Abstract

BACKGROUND: Medical decision-making capacity refers to the ability to make informed decisions about medical treatment. Understanding is the most cognitively demanding aspect of medical decision-making and requires the ability to comprehend medically-related information and then use that information to make decisions about diagnosis, prognosis, and treatment options. In previous papers, we have shown that knowledge about specific cognitive abilities that affect understanding in brain cancer could be used to construct actuarial equations designed to help clinicians identify persons with brain cancer or brain metastases at risk of understanding impairment. METHODS: In total, 184 participants (67 with brain metastasis, 41 with non-brain metastasis, 29 with malignant glioma, and 47 healthy controls) were recruited. All participants were administered a neuropsychological battery that included a performance-based measure of medical decision-making capacity. Impairment cutoffs were calculated from control group performance. Using the cognitive scores that were most highly associated with understanding, logistic and linear regression models were used to construct actuarial equations designed to predict intact/impaired understanding and understanding scores, respectively.
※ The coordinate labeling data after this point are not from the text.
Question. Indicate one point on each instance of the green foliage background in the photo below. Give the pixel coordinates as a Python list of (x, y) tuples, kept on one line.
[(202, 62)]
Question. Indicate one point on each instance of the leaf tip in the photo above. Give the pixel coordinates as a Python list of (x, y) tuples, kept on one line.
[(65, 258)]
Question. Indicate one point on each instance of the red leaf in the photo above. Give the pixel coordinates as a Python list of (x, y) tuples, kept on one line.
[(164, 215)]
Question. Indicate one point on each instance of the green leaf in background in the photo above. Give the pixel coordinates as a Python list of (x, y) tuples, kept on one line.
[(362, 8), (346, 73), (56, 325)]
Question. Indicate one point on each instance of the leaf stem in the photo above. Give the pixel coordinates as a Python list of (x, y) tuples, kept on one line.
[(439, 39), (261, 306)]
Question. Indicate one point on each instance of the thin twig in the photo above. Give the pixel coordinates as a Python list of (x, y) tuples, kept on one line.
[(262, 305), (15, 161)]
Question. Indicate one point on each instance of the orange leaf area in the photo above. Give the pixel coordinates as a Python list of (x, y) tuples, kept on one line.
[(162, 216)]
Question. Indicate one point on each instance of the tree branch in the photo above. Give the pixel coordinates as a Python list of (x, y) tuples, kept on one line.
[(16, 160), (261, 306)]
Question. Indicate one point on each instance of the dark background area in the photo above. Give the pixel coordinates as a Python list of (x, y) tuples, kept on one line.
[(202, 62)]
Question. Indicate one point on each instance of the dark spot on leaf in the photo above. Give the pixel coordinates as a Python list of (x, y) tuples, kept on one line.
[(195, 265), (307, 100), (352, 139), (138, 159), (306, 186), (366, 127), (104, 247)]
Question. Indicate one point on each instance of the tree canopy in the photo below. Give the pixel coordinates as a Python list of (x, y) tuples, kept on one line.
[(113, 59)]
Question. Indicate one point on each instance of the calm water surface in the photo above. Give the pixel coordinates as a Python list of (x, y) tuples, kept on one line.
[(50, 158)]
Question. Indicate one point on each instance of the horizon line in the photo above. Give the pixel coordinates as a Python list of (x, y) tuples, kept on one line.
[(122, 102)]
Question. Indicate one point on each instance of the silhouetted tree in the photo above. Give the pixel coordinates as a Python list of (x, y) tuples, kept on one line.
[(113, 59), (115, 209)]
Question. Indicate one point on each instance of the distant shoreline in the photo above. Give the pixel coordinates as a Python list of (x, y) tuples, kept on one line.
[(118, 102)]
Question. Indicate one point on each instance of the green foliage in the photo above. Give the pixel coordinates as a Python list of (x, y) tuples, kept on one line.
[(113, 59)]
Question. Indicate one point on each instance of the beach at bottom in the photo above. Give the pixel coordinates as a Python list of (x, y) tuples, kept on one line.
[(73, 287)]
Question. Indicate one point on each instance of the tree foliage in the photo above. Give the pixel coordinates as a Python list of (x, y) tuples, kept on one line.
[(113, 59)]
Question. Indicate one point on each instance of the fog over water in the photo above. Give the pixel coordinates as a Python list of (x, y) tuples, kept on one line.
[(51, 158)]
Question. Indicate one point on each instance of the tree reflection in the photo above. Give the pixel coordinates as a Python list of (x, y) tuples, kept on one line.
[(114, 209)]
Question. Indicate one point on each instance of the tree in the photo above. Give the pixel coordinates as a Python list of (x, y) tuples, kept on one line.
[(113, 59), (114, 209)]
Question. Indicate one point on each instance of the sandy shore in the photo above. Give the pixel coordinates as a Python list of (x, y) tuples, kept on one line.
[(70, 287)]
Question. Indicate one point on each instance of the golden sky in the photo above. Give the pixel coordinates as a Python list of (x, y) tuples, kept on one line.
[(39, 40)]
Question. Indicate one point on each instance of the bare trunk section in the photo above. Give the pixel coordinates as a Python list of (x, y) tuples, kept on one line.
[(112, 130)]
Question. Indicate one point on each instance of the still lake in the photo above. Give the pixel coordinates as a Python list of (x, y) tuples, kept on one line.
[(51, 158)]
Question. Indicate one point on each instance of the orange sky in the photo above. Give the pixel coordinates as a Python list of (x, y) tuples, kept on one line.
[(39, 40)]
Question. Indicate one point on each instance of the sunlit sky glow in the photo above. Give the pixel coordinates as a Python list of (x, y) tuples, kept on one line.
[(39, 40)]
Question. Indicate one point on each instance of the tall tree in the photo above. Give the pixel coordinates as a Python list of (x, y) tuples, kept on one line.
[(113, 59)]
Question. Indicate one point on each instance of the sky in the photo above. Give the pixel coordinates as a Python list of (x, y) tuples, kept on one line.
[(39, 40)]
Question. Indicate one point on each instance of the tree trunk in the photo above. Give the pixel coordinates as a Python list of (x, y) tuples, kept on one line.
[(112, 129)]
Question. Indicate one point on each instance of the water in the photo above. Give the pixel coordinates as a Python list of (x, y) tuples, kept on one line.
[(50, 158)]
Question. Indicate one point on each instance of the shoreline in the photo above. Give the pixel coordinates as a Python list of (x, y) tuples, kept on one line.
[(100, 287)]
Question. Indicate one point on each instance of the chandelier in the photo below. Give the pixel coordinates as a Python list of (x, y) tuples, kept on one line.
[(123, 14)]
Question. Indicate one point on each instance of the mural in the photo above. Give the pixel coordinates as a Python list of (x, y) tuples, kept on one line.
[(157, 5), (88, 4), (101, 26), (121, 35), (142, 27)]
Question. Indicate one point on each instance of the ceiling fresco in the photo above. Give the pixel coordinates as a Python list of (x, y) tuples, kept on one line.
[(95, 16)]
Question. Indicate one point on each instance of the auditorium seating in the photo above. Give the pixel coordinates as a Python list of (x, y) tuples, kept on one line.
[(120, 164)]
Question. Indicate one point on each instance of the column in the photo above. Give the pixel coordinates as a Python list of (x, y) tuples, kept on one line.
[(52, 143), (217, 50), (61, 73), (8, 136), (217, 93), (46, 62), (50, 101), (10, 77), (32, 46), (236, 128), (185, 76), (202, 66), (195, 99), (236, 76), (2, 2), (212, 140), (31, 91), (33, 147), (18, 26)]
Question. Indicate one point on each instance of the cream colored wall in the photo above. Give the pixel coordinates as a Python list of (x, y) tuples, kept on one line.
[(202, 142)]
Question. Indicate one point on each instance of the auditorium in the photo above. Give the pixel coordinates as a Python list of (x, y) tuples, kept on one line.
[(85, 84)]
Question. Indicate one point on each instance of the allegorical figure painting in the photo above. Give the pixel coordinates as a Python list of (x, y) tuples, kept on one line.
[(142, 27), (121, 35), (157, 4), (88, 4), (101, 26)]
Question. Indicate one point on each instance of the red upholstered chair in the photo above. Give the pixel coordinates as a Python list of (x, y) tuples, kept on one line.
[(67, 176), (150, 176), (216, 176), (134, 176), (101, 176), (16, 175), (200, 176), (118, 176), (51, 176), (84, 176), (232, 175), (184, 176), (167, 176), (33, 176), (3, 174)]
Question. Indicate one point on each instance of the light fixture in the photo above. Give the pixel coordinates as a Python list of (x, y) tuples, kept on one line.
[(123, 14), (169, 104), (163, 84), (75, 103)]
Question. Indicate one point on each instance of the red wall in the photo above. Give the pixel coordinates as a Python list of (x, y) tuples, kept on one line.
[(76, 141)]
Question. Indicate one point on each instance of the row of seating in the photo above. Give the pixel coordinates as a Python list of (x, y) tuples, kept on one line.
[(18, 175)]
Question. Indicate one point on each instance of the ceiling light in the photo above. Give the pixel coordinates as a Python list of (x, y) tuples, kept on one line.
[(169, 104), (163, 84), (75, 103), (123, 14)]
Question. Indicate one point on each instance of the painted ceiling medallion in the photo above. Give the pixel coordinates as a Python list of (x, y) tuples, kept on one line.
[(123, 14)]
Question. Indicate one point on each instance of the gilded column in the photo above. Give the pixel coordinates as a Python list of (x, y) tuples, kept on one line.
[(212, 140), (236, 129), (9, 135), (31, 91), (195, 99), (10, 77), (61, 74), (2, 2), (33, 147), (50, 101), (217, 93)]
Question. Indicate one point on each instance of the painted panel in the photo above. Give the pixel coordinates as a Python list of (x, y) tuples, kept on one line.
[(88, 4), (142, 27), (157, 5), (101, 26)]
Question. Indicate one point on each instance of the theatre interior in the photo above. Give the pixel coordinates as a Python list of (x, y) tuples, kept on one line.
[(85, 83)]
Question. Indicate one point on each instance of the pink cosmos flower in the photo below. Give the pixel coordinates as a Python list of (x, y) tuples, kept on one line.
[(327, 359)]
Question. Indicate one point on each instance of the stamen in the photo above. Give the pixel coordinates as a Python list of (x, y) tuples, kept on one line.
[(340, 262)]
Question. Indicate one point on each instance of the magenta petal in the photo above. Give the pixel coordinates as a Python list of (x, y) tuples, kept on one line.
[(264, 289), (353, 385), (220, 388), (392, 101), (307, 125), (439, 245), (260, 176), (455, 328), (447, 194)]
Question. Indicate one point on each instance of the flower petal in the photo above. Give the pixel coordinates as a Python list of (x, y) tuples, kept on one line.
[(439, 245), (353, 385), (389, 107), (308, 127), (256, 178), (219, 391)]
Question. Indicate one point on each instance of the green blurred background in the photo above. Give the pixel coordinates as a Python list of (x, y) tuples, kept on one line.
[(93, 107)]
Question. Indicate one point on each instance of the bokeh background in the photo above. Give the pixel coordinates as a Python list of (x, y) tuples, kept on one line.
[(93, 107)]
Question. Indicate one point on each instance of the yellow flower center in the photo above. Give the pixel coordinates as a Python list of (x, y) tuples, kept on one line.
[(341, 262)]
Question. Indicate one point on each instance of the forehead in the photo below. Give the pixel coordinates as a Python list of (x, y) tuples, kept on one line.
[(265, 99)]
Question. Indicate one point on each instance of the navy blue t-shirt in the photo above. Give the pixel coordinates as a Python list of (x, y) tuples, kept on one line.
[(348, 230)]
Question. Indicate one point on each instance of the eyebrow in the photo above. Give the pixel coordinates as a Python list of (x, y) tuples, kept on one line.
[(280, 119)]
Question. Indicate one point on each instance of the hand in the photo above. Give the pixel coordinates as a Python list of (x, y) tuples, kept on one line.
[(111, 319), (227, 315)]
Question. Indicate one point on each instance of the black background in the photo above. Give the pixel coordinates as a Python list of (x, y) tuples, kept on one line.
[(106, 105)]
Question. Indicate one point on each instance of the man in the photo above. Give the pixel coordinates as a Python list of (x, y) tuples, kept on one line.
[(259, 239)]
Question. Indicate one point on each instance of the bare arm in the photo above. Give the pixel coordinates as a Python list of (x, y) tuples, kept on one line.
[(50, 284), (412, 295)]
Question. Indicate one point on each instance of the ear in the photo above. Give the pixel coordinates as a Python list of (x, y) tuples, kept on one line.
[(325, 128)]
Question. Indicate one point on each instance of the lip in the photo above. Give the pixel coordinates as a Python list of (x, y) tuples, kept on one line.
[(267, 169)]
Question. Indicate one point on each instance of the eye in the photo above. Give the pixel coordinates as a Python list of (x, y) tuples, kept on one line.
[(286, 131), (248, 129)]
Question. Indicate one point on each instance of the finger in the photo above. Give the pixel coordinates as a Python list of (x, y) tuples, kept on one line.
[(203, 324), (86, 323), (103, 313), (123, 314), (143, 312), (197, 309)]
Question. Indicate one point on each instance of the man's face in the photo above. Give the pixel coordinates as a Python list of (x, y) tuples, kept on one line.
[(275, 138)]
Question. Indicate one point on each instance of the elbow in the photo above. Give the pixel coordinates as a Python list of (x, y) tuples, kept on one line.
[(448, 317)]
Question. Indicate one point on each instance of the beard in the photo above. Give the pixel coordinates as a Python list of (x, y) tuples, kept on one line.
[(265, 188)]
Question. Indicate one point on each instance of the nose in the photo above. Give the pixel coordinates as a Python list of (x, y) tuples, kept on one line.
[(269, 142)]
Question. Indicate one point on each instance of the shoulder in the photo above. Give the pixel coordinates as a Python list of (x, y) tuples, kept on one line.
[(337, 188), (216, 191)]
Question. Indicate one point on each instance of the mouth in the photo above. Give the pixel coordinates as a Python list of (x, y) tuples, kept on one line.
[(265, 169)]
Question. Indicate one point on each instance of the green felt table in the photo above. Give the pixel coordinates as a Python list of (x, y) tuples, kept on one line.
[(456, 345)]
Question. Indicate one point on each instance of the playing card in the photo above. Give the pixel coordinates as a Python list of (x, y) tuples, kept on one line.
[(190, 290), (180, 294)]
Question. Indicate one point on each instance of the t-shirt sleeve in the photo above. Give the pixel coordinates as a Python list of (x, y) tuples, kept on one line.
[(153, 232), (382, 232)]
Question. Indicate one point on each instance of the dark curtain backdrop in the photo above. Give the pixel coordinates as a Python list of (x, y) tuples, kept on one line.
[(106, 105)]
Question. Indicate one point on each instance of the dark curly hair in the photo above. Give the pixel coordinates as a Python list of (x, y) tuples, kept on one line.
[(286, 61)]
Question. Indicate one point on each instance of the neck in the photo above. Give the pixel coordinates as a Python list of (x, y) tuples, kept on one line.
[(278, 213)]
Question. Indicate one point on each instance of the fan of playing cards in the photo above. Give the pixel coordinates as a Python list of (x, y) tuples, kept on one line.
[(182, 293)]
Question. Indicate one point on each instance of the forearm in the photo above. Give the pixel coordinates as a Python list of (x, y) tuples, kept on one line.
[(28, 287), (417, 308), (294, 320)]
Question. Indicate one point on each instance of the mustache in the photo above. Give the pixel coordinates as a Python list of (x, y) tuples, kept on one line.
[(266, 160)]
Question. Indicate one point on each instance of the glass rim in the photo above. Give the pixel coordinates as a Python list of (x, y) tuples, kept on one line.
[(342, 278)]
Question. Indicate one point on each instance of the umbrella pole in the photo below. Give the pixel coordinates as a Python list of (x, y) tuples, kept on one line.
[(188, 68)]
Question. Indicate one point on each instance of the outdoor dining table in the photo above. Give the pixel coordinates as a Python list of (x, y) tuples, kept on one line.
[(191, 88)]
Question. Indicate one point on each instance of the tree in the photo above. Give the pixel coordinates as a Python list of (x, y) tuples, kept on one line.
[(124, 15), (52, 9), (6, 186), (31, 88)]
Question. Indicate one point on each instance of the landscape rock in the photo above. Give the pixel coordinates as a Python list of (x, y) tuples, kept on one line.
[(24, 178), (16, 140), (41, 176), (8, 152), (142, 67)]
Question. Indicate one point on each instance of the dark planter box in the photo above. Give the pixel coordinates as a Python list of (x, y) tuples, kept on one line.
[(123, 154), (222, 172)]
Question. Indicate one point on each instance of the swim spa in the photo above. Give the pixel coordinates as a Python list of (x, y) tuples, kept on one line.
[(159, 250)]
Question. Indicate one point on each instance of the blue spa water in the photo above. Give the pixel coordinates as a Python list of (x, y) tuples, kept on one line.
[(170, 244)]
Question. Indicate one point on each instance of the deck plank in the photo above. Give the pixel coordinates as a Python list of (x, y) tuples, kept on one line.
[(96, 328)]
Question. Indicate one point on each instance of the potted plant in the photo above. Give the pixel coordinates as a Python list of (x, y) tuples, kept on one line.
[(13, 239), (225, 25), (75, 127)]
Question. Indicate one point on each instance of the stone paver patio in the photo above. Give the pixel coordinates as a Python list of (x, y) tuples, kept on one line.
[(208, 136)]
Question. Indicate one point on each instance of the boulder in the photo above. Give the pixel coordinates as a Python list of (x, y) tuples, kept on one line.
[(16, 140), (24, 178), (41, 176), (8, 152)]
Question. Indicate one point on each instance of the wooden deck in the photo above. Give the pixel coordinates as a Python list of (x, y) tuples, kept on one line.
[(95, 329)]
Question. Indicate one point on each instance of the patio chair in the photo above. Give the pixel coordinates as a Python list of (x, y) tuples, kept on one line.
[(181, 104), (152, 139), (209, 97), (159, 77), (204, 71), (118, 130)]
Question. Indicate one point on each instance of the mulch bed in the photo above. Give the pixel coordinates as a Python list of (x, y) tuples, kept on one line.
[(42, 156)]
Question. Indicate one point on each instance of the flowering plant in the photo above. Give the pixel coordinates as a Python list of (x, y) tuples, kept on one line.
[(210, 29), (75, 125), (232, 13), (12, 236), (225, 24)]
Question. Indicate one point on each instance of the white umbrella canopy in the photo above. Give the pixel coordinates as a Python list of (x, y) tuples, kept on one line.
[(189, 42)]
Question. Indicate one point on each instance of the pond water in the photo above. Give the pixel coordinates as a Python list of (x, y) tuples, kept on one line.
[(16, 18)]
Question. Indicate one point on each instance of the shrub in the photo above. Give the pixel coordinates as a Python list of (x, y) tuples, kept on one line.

RESULTS: As expected, both brain cancer groups had poorer understanding than controls and approximately 50% of both brain cancer groups exhibited impaired understanding. Over 24% of the non-brain metastasis group exhibited impaired understanding. Significant associations were found between understanding and all administered cognitive variables, with the strongest correlations noted as between understanding and measures of executive function, verbal memory, and verbal fluency. Using these cognitive variables, we were able to construct predictive equations that showed strong psychometric properties. CONCLUSIONS: These data demonstrate how cognitive measures can estimate medical understanding in persons with cancer. Clinically, these findings suggest that poor verbal memory, executive function, and/or phonemic fluency function could serve as “red flags” for reduced consent capacity in this patient population, and thus signal that a more comprehensive medical decision-making capacity evaluation is warranted.